I’ve tried many times in the past to make an effective anti-cheat only to find myself disabling it for one reason or another. I’ve looked over almost every big anti-cheat related thread on the DevForum over the past year or so. I generally understand the big problems with making an anti-cheat. I have yet to find something conclusive and something that wraps all of it together so I can know what to do.
The major issue I’m mainly trying to tackle with this post is movement related cheats (the most common and hard to patch).
One of the most annoying parts is I’ve seen some effective anti-cheats, but not how they work. The two underlying principles I see in an effective anti-cheat is the ability to successfully stop cheaters and to not mess with the normal player’s experience. Just to name a game, Outlaster has, from what I’ve seen, a great anti-cheat. For those who don’t know, the minigames/challenges in that game are mostly movement based, so this is a big thing to have. I got flung one time and got teleported back from moving too quickly. Before this, I hadn’t noticed there was an anti-cheat at all. Pretty smooth. Along with that, I hadn’t seen any cheaters either.

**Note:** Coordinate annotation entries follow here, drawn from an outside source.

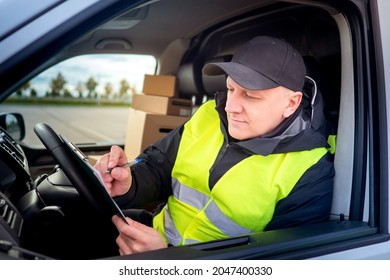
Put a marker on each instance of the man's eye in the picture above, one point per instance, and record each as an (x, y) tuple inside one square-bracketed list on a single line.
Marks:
[(251, 96)]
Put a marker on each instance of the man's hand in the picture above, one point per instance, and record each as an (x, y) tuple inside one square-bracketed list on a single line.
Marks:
[(118, 181), (136, 237)]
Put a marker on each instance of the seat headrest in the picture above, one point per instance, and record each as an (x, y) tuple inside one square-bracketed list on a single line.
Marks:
[(212, 84), (186, 76)]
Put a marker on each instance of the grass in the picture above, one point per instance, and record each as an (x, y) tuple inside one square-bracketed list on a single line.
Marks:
[(59, 101)]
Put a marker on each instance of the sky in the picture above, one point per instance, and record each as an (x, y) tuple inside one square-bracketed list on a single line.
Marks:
[(103, 68)]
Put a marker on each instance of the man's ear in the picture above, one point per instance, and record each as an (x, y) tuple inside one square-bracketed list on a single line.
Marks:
[(295, 99)]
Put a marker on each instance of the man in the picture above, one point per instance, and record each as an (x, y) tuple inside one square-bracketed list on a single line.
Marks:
[(255, 158)]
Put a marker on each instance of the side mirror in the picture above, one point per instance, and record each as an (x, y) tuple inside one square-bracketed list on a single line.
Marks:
[(13, 123)]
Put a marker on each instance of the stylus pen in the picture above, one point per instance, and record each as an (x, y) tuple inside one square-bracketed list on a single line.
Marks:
[(129, 163)]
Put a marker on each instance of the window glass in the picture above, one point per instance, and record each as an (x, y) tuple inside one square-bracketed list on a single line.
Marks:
[(85, 98)]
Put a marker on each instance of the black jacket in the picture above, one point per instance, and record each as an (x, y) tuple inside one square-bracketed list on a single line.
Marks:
[(309, 201)]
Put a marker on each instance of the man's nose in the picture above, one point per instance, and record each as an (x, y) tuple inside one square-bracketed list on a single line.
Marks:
[(233, 103)]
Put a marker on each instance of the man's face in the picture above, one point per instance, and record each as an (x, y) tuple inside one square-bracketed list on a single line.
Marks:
[(252, 113)]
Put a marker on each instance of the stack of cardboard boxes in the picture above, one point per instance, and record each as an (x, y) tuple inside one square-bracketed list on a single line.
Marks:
[(154, 113)]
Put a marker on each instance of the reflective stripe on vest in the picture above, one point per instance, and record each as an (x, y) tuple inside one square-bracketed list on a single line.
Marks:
[(244, 198)]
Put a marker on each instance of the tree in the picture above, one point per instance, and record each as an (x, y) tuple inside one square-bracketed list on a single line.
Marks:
[(108, 89), (57, 85), (91, 85), (80, 89), (23, 89), (124, 88)]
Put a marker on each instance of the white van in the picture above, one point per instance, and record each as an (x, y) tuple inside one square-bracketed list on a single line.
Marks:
[(345, 44)]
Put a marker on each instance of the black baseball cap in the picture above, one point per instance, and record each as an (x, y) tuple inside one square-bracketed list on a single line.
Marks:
[(263, 63)]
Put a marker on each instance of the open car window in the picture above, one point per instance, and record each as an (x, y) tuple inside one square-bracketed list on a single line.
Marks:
[(73, 94)]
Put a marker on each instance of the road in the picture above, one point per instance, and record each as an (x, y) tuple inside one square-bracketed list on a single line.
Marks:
[(78, 124)]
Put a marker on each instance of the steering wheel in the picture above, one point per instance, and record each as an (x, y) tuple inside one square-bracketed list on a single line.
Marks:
[(80, 173)]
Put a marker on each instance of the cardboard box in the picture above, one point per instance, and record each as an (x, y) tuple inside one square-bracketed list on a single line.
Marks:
[(162, 105), (161, 85), (144, 129)]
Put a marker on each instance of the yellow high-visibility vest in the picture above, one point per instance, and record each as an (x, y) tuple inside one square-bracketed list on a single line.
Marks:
[(244, 198)]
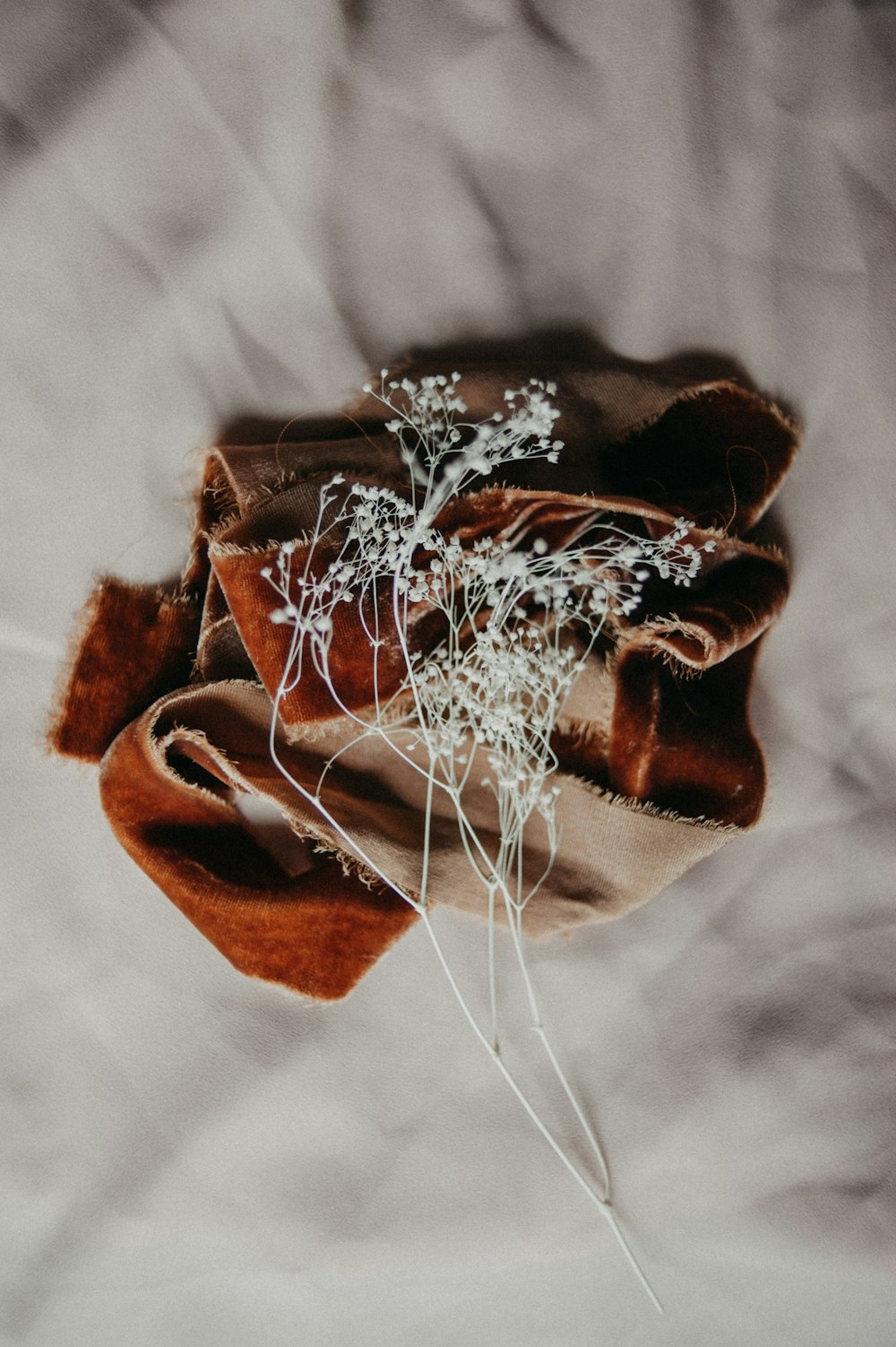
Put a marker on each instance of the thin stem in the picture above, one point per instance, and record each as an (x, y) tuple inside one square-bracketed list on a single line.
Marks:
[(601, 1203)]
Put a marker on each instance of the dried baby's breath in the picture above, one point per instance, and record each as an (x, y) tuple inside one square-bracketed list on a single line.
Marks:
[(478, 710)]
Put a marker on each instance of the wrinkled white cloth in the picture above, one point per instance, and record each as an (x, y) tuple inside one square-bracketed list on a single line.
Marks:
[(217, 209)]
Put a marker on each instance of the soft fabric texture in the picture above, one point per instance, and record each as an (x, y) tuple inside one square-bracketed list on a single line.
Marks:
[(657, 761), (219, 214)]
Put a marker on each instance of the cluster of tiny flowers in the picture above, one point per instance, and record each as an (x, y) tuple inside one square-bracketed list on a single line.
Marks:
[(521, 618), (478, 710), (444, 453)]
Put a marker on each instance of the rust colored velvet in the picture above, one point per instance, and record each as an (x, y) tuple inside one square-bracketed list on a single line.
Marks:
[(658, 764)]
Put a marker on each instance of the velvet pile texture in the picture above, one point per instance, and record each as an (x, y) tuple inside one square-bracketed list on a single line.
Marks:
[(170, 691)]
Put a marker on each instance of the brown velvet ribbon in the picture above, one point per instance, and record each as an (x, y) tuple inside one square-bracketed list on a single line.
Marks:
[(658, 765)]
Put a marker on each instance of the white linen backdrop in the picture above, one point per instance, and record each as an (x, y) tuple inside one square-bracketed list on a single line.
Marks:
[(219, 208)]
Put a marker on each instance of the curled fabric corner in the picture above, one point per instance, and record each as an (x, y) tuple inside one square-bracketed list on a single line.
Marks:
[(171, 694)]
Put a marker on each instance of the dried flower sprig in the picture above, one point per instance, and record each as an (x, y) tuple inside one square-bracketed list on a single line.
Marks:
[(475, 712)]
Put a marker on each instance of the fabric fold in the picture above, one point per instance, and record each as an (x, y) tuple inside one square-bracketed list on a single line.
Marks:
[(657, 758)]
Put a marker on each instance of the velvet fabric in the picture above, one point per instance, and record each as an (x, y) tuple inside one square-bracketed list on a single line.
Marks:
[(658, 764)]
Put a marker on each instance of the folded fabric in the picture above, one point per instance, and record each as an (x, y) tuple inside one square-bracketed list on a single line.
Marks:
[(171, 693)]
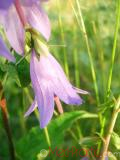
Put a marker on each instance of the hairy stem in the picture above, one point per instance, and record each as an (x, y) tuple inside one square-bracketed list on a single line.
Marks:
[(20, 12), (3, 107), (112, 59), (110, 130)]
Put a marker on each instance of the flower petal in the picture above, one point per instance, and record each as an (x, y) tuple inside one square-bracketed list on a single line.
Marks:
[(80, 91), (5, 4), (14, 30), (5, 52), (31, 109), (44, 95), (38, 19)]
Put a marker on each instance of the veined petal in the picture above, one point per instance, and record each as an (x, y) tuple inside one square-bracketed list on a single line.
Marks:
[(38, 19), (59, 83), (14, 30), (5, 4), (63, 88), (46, 111), (28, 2), (80, 91), (31, 108), (44, 95), (5, 52)]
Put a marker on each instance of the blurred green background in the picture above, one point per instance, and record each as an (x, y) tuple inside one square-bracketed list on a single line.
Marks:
[(68, 45)]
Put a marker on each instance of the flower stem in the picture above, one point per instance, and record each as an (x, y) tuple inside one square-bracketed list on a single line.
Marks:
[(112, 60), (110, 130), (47, 136), (37, 116), (89, 52), (3, 107), (20, 12), (114, 48), (63, 39)]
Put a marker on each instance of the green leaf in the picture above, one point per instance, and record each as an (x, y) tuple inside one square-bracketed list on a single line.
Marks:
[(23, 70), (35, 141), (89, 141), (115, 139), (112, 156)]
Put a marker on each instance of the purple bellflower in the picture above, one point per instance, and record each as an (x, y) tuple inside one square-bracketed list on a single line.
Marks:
[(15, 15), (49, 82)]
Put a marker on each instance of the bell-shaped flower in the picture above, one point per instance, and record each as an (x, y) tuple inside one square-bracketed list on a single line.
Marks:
[(5, 52), (49, 81), (15, 14)]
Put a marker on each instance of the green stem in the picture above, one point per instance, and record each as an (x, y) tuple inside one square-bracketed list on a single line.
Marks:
[(6, 123), (112, 59), (114, 48), (37, 115), (47, 136), (89, 53), (110, 130), (63, 39)]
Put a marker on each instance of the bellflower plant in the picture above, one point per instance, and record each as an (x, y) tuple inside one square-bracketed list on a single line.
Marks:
[(48, 79)]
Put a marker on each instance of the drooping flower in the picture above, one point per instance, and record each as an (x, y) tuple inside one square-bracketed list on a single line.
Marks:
[(15, 14), (5, 52), (49, 80)]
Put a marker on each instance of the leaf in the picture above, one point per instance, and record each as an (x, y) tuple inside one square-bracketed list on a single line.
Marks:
[(111, 156), (10, 70), (89, 141), (35, 141), (115, 139), (23, 70)]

From that experience and everything else I’ve learned, I have quite a few questions:
What value do they source the player’s speed/velocity from? How optimized are these checks so you aren’t using a significant amount of server resources on something the normal player wouldn’t run into? What’s the maximum movement threshold where it starts to teleport you back? How does the system account for ping to not make laggy players unhappy?